Filho de refugiados cubanos e representante de um Estado com forte influência hispânica, Rubio poderá reforçar a presença de Washington na América Latina. Especialistas ouvidos pela Sputnik Brasil, no entanto, não estão convencidos de que isso será positivo para o Brasil.

"Querendo ou não, a indicação de Marco Rubio é a mais convencional dentre as nomeações feitas por Trump até agora", disse a pesquisadora-colaboradora do IESP-UERJ, Monica Hirst, à Sputnik Brasil. "Rubio tem uma carreira política consolidada e certa legitimidade para assumir o cargo, já que lidava com temas de política externa no Senado norte-americano."

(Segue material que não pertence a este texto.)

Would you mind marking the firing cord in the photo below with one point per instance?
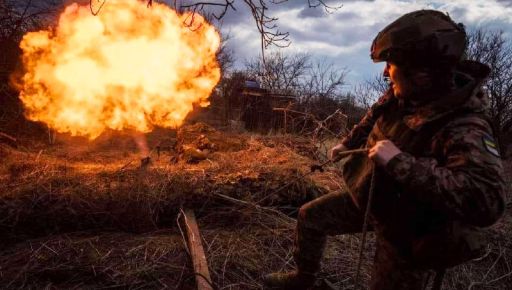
(364, 230)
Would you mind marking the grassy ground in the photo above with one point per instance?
(85, 215)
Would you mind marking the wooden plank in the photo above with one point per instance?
(197, 254)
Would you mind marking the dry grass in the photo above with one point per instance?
(84, 215)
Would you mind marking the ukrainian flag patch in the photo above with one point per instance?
(490, 146)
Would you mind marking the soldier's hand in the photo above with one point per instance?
(333, 153)
(383, 151)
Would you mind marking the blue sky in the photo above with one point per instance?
(344, 37)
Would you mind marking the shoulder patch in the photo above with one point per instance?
(490, 146)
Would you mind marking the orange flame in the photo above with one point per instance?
(130, 67)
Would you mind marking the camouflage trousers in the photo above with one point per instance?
(336, 214)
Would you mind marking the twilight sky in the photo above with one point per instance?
(344, 37)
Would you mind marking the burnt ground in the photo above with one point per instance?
(82, 214)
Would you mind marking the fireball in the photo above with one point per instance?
(129, 67)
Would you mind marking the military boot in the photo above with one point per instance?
(294, 280)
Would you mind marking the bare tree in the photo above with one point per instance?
(494, 49)
(323, 80)
(367, 92)
(281, 73)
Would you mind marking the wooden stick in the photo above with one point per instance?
(8, 139)
(203, 279)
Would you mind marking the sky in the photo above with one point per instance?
(345, 35)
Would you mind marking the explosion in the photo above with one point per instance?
(129, 67)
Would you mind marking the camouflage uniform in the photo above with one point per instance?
(430, 200)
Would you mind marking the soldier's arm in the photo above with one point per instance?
(469, 185)
(360, 132)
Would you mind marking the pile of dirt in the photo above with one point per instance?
(86, 215)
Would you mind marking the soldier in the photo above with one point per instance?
(438, 176)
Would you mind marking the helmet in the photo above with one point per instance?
(421, 38)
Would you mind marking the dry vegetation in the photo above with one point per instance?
(84, 215)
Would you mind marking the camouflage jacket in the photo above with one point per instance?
(448, 180)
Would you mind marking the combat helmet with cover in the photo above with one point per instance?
(420, 38)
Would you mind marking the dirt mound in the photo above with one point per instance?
(86, 215)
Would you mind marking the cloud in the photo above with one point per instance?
(345, 36)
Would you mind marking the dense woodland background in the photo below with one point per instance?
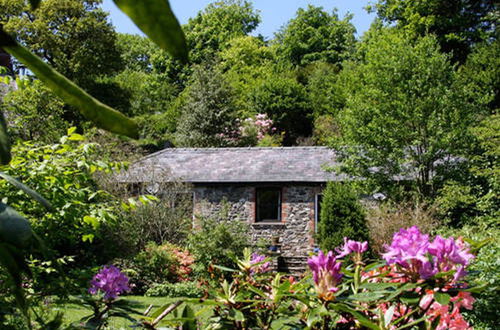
(416, 95)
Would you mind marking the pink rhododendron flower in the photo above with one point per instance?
(111, 281)
(326, 274)
(351, 246)
(412, 251)
(262, 266)
(450, 256)
(409, 250)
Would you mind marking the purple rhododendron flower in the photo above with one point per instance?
(412, 250)
(326, 274)
(263, 267)
(351, 246)
(111, 281)
(409, 249)
(450, 254)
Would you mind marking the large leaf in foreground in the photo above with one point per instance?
(156, 19)
(101, 114)
(14, 228)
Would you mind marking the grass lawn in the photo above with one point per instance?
(73, 312)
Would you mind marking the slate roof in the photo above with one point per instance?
(237, 165)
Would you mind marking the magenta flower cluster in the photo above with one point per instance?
(111, 281)
(418, 256)
(326, 274)
(260, 265)
(351, 246)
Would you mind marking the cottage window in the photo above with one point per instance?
(268, 204)
(317, 211)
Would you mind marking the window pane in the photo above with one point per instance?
(268, 204)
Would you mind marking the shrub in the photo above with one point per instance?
(385, 219)
(157, 264)
(167, 219)
(341, 216)
(63, 173)
(214, 240)
(187, 289)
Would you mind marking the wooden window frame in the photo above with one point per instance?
(280, 204)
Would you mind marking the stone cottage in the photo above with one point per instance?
(277, 191)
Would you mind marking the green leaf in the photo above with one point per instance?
(366, 296)
(378, 286)
(156, 19)
(19, 185)
(14, 228)
(388, 316)
(35, 3)
(12, 260)
(357, 315)
(4, 142)
(101, 114)
(442, 298)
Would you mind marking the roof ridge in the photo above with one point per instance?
(209, 149)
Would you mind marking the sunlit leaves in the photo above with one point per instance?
(156, 19)
(101, 114)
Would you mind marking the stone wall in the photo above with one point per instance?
(237, 202)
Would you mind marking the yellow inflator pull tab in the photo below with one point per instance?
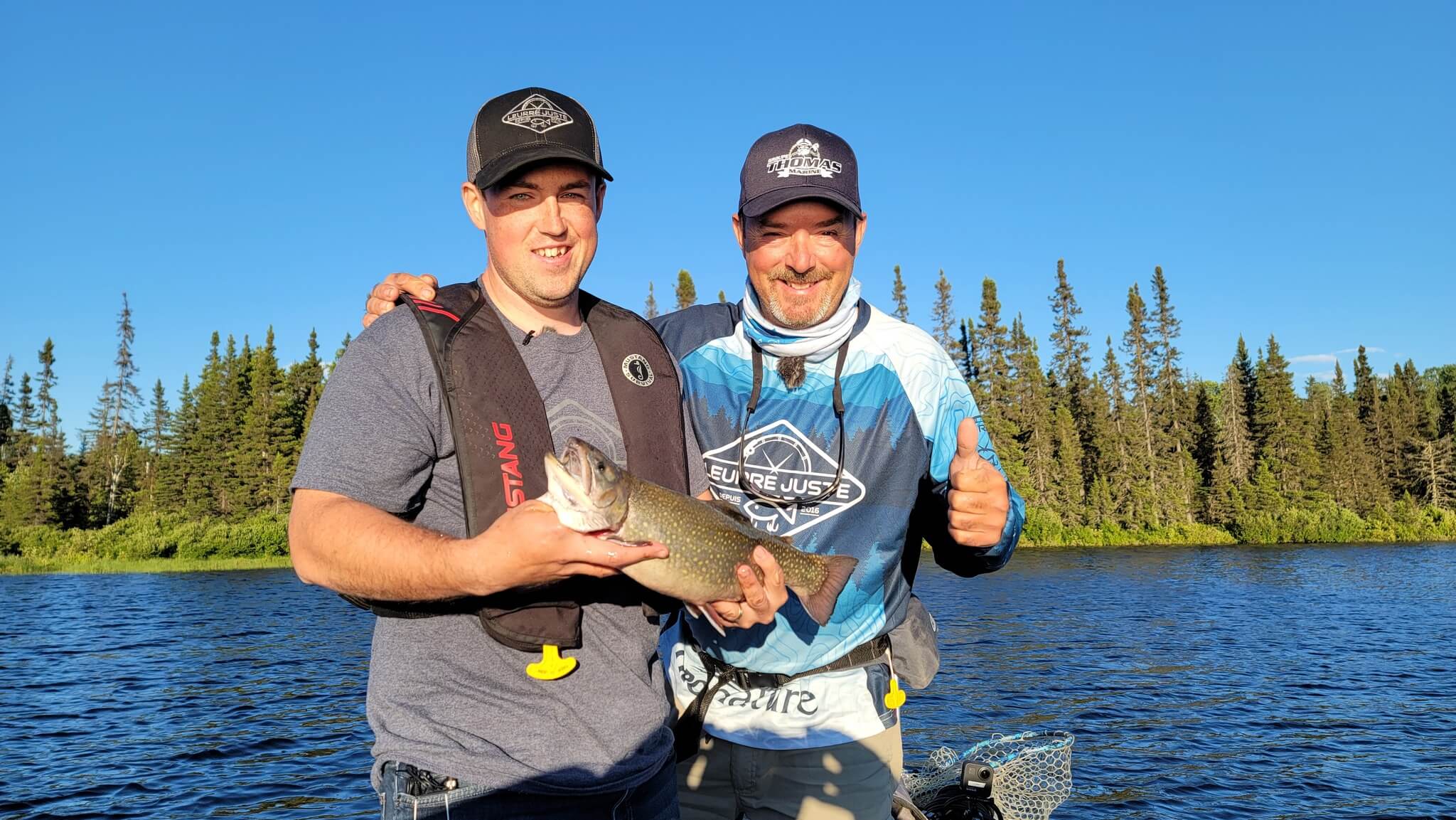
(894, 698)
(554, 667)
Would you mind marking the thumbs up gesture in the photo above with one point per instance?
(979, 500)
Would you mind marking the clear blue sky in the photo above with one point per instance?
(235, 166)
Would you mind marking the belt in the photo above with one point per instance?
(689, 729)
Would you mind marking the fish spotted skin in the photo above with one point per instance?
(707, 541)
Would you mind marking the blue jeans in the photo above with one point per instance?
(654, 800)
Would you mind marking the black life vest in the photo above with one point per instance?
(501, 437)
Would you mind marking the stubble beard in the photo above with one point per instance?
(781, 318)
(528, 287)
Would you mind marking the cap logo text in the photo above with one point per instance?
(804, 161)
(537, 114)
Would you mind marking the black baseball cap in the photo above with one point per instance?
(525, 127)
(798, 162)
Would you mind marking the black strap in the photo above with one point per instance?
(689, 730)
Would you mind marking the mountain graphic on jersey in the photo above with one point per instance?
(781, 461)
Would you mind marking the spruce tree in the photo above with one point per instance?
(1140, 380)
(943, 321)
(1250, 383)
(210, 474)
(159, 421)
(1165, 357)
(8, 418)
(1115, 459)
(897, 293)
(1279, 424)
(651, 312)
(262, 432)
(338, 354)
(25, 412)
(1204, 435)
(1069, 357)
(686, 292)
(1068, 467)
(176, 485)
(55, 490)
(1029, 417)
(990, 339)
(46, 405)
(1435, 472)
(1069, 365)
(970, 361)
(1446, 418)
(111, 437)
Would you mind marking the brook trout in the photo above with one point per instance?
(705, 541)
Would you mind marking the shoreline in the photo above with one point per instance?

Segundo a especialista em relações Brasil-EUA Hirst, ainda que Rubio tenha posições distintas das de Trump, o seu perfil é de executor, e não formulador de políticas públicas.

"Caso Rubio queira permanecer no cargo, ele terá que se adaptar às posições do chefe do Executivo", notou Hirst. "A primeira administração Trump foi marcada por alta rotatividade, com o tempo médio de dois anos de permanência em cargos de alto nível."

Apesar de serem considerados rivais dentro do Partido Republicano, Trump e Rubio coordenam posições sobre assuntos latino-americanos já há algum tempo. De acordo com a Associated Press, Rubio aprovou indicações de embaixadores para a região durante o primeiro mandato de Trump e representou o presidente em visitas oficiais à região.

"É inevitável que a região ganhe algum peso [durante o mandato de Rubio], dadas as devidas proporções, afinal já faz muito tempo que a América Latina não é prioridade estratégica para os EUA", lembrou Hirst. "E Marco Rubio já nomeou seus alvos preferenciais: Cuba, Nicarágua e Venezuela."

Para a especialista, estar no centro das atenções da administração norte-americana não é necessariamente algo positivo. Hirst lembra a atenção dada ao México, "que está no topo da agenda em função do pânico da deportação massiva de imigrantes". No caso da Venezuela, a expectativa é de reforço da agenda de sanções econômicas e aumento da pressão sobre o governo de Nicolás Maduro.

"Em um contexto de tensão geopolítica, Marco Rubio e Donald Trump tentarão 'Fazer a América Latina Norte-Americana Novamente'", disse Hirst. "Não acredito que o esforço será bem-sucedido, mas a expectativa é essa."

O professor de relações internacionais da Fundação Armando Alvares Penteado (FAAP), Vinícius Rodrigues Vieira, concorda, e alerta para tempos difíceis para as nações latino-americanas.

"Essa atenção será perigosa e a América Latina fica sujeita à instabilidade política", disse Vieira à Sputnik Brasil. "A América Latina será tratada como um parceiro subordinado não só aos EUA, mas também à extrema direita norte-americana, representada por Donald Trump."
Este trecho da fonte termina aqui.